There were inroads into the ancient bastion of the white racist South. My southern friends have always said to me: "You think it's exotic - we came up here to New York to escape, and we know it's all true." But they grew up there, and more like them who do not leave. And many other friends of mine have moved there, following jobs or something. The place has been changing. When I've been there, the few times I have, it has been a pleasure to see that integration of commerce greases all wheels - whites and blacks mingle easily and politely, whatever may get said at home. People's minds do change, however slowly. If you know people, went to school with them, work with them, fought with them (I mean served in the military), your horror of the unknown must fade. Virginia, North Carolina, Florida went for a black man. The vote was close in other states. It was predictable, but one is amazed and delighted to see it. The South had to change; it had to forget its past to enjoy the delights of the present and future. A lesson the Republicans have so far refused to learn: the young want to live, and their social programs are the liberal ones. Your policies might appeal to older, more close-minded voters, but their children will look askance. They watch too much TV (even bad TV) not to be influenced by its casual freedom from old boundaries.

It would have been a bad year for Republicans in any case, yes, but they have tied themselves repeatedly to moribund, fading, hateful issues: they were anti-Civil Rights (and blacks have not forgotten that - nor have racist whites), they are anti-women's rights, they are anti-gay rights, they are anti-immigrants. They have set themselves in opposition to teaching science in science classrooms. These casual choices for unworthy reasons (I can't believe most Republicans really believe in creationism) have produced an image, a "branding," that they are the backward, hateful party. Word was bound to get around. It hasn't helped that their president was also the master of failed diplomacy, failed war, ruined New Orleans, and ruined economy. They can and do blame Democrats for their every idiotic mistake, but what positive accomplishments has their 12 years' control of Congress and 8 of the presidency brought us? We're a whole lot closer to fascism, but that's not a platform easy to run on. (Whether the Democrats will undo the fascist tilt of the last seven years of "Homeland Security" government remains to be seen.)

In 1964, when I were but a kid, my father solemnly said, "I think the Republican Party may be dead," after LBJ's victory. He used the voice one might have for a worthy if incompetent tennis partner. I said, "Don't be ridiculous; they'll bounce back," and thanks to LBJ's misbegotten Vietnam policy they sure did. In 1974, the day after Nixon quit, I said, "Well, I've seen the last of the worst president I'll ever have to live with," and that was the dumbest thing (politically) that I've ever said. I expect to be disappointed by many things Obama does, as I was with Carter and Clinton, but there is a matter of degree - I won't be shuddering with disgust and horror every time I glance at the headlines, as under Bush. (Or so I hope.)

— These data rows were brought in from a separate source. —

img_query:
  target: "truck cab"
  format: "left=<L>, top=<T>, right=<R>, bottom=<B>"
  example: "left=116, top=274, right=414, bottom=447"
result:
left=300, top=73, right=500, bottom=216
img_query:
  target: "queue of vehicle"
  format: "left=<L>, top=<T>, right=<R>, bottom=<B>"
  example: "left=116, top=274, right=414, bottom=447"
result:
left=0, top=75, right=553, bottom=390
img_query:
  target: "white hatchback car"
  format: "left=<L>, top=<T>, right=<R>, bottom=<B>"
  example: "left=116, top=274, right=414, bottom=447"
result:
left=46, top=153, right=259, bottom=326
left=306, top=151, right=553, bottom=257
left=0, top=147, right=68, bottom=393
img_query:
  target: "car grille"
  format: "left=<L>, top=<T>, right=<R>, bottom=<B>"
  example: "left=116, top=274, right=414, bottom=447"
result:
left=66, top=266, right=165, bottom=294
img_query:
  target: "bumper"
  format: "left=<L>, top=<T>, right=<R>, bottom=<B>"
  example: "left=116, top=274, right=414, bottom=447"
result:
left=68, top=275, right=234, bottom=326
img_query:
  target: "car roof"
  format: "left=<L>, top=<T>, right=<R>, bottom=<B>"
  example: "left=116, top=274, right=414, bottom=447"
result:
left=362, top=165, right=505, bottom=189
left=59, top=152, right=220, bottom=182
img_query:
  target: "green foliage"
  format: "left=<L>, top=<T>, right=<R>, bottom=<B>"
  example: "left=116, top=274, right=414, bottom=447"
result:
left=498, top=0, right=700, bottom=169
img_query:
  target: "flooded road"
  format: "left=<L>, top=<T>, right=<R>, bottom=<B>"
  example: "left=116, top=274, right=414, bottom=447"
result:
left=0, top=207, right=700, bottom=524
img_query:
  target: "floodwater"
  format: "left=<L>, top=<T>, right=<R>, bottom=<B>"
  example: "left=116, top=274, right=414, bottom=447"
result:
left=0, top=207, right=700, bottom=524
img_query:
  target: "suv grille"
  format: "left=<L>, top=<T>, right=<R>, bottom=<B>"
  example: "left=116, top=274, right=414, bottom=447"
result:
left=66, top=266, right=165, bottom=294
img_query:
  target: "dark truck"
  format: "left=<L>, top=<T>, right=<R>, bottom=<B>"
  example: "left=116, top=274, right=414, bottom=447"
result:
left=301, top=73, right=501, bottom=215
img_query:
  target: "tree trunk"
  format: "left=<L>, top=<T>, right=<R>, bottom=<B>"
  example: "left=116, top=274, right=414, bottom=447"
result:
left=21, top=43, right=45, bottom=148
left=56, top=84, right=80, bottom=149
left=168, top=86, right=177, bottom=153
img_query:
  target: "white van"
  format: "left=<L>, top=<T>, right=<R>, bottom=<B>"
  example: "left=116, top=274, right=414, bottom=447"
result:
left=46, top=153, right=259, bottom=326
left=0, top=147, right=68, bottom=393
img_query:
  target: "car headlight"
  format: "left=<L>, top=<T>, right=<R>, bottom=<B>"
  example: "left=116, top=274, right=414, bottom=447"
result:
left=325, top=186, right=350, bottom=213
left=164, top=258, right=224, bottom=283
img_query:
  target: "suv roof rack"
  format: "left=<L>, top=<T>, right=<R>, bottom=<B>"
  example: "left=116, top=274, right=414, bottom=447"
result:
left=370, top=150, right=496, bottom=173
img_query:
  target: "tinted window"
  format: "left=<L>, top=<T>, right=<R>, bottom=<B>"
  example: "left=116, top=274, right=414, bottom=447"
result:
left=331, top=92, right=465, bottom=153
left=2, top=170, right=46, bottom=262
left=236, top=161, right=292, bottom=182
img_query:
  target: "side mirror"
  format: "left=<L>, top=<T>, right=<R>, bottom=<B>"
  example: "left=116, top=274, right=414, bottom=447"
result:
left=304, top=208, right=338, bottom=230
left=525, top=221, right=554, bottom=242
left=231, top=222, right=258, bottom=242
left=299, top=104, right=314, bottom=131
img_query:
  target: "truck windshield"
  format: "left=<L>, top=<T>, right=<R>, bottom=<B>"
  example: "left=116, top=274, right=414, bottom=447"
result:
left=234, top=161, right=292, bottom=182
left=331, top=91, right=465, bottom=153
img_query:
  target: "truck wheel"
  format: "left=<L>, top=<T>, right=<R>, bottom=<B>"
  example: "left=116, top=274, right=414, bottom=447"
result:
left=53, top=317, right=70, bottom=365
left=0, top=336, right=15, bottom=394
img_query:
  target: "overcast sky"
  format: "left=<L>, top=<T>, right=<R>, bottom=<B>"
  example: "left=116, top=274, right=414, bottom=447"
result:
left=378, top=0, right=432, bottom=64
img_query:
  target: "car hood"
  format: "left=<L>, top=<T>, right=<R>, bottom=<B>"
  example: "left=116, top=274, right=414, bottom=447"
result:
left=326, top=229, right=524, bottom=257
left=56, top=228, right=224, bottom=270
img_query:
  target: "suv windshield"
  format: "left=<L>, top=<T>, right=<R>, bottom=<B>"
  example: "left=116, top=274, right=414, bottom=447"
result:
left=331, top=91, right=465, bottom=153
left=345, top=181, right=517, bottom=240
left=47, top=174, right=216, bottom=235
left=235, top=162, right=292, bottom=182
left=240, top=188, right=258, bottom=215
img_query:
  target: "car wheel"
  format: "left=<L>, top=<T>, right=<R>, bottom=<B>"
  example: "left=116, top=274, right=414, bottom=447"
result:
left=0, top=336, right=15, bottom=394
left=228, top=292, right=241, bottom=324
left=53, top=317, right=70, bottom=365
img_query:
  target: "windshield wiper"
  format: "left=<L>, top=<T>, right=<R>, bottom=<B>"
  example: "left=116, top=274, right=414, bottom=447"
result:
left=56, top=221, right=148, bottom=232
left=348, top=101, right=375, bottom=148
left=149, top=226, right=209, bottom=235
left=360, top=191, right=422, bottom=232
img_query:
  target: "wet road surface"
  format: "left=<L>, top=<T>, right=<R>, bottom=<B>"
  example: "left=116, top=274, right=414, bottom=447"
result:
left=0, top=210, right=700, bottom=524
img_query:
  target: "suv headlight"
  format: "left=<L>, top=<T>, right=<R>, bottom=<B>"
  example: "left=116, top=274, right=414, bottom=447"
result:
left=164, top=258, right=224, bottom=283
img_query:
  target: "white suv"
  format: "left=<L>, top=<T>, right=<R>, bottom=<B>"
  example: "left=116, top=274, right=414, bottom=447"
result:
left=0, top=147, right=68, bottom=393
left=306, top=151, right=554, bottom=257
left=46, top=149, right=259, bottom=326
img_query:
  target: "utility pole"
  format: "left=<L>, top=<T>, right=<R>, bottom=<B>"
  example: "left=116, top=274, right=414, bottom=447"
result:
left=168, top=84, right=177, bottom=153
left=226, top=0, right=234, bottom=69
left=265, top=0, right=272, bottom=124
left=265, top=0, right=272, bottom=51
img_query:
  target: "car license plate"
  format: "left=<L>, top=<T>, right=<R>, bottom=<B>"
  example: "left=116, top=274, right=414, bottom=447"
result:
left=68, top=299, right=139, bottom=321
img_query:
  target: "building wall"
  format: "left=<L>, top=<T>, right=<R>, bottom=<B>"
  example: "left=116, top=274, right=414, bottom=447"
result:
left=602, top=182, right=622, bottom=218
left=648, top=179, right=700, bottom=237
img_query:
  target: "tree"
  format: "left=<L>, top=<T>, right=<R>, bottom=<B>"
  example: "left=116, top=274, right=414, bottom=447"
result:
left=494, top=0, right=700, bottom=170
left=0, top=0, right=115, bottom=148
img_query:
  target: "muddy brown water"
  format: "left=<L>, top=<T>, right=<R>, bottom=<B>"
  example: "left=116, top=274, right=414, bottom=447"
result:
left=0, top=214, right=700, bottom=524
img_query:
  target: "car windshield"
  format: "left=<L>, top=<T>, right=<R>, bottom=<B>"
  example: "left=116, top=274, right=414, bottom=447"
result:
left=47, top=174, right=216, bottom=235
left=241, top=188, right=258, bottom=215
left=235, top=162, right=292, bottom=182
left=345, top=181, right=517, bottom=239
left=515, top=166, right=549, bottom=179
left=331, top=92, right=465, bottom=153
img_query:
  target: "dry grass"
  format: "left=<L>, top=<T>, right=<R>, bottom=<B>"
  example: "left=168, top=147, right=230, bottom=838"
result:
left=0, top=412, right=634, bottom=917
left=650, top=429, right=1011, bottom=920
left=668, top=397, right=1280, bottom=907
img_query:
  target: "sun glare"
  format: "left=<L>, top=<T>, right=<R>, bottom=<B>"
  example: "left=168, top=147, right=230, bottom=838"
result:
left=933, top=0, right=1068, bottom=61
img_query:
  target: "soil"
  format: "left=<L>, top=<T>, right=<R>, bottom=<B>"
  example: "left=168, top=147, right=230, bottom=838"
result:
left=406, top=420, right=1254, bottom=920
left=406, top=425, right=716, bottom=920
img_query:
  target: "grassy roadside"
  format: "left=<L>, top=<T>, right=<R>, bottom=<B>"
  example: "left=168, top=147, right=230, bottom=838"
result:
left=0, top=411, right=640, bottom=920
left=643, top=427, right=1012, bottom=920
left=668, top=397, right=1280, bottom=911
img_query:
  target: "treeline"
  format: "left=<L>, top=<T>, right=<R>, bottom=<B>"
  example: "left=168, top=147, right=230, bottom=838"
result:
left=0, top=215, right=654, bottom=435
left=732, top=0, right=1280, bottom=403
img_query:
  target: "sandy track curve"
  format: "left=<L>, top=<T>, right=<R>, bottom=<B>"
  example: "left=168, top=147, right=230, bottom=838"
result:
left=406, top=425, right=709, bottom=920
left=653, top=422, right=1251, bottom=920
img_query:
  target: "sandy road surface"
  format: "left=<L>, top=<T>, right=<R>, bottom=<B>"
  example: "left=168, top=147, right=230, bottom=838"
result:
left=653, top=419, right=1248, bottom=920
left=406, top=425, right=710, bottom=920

For the next few weeks - maybe months - I will remember the nervousness of the last two. I will have a magic word whenever I am in the dumps: "McCain!" It automatically brings a smile to my lips and relief to my heart.

We all know NOW that McCain didn't have a chance; for the last couple of months I have been on tenterhooks (left over from a pre-Industrial Revolution loom) that he did. Obama's victory is that of a young, brainy guy who is unafraid of the new things in the world; McCain's defeat is the defeat of the people who feared the new world, who resented it, who wanted it beaten down, with weapons if necessary. Obama will embrace the world, which is eager to return the hug.

I would like to believe the Bush years were an aberration - but I don't. This counterrevolution has been building for some time, since the social revolutions of my youth certainly. Can any government bridge that gap? The Right isn't even interested in any such thing. Can the Left do it? Is there a Left in U.S. politics?